O Coração de Jun: Memórias de Zhaojun
Perdão da Associação Musical
Singtel Waterfront Theatre
14 de fevereiro, 20h
Nanyin, ou música do sul, é a música do sul da China, centrada na província de Fujian (Hokkien), que foi transportada para as terras do sudeste da Ásia durante a diáspora chinesa.
UM 2.000Tradição de um ano, sua designação como “fóssil viva” é uma faca de dois gumes, enfatizando sua antiguidade, mas também incorporando o risco de se tornar uma peça de museu imóvel.
Assim, muito crédito vai para a Associação Musical Siong Leng de Cingapura por contextualizar seu conteúdo aparentemente simples com esta elegante peça de teatro musical no Festival de Artes Huayi da Esplanade.

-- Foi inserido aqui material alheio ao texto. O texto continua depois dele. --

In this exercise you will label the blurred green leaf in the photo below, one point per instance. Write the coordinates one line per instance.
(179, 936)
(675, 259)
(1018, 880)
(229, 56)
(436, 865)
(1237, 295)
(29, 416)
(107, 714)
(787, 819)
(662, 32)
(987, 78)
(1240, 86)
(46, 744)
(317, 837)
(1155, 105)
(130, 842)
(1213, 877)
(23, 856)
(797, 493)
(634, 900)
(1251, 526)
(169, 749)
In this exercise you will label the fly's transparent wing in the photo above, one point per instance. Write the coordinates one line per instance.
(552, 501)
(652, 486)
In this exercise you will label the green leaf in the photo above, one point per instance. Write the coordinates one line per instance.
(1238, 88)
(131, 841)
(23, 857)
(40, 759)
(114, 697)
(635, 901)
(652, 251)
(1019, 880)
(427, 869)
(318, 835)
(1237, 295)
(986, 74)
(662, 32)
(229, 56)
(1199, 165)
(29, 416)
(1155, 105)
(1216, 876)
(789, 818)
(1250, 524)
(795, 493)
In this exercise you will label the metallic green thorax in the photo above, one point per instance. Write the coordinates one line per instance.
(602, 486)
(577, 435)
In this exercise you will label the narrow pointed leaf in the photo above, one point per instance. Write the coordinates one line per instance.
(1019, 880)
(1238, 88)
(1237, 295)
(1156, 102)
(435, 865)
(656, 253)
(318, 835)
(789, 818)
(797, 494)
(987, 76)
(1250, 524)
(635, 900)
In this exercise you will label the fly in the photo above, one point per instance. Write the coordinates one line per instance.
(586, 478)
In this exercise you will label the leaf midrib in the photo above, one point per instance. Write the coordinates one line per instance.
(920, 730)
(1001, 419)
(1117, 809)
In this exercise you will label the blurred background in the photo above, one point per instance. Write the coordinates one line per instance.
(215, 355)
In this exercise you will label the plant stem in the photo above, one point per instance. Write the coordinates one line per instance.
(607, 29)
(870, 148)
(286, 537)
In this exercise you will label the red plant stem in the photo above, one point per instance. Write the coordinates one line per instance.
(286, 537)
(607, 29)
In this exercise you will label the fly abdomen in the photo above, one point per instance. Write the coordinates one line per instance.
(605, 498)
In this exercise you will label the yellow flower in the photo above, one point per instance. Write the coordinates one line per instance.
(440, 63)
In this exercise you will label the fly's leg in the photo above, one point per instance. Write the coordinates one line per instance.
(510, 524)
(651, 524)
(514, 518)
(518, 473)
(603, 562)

Essa colaboração com a dramaturga Katherine Chou e a diretora Lee Yi Hsiu, ambos de Taiwan, produziu dividendos verdadeiros.
Sua trama girou em torno das baladas de Wang Zhaojun, uma das quatro belezas clássicas da China antiga, que foi casada pelo imperador oeste de Han com um rei Xiongnu. Realizando uma jornada perigosa de incerteza, suas músicas eram essencialmente lamentações por perda, sacrifício e saudade de casa.
Estes foram lindamente personificados na voz comovente de Lim Ming Yi, interpretando Azhao, um personagem trágico em roupa tradicional que parecia distante e distante das personalidades faladoras, mas diversas de um Yi Xin de Atecimento Moderno (Ang Xiao Ting) e o kebaya-clad Nan Jun (Jodi Chan). Todos os três mulherescom suas próprias aspirações e agências, se uniram em uma viagem marítima de Fujian a Nanyang.
Em suas três cenas conectadas, começando com o vento sopra através de Yanmen Pass, as músicas melífluas de Azhao no dialeto de Minnan foram acompanhadas por Pipa (interpretado por Seow Ming Fong), Sanxian (Anita Yeong), Erxian (Joel Chia) e Dongxiao (Bamboo Flute), , Seow Ming Xian).
Com um conjunto de backup de oito músicos, isso deu um tom dominante de melancolia e reflexão intensa.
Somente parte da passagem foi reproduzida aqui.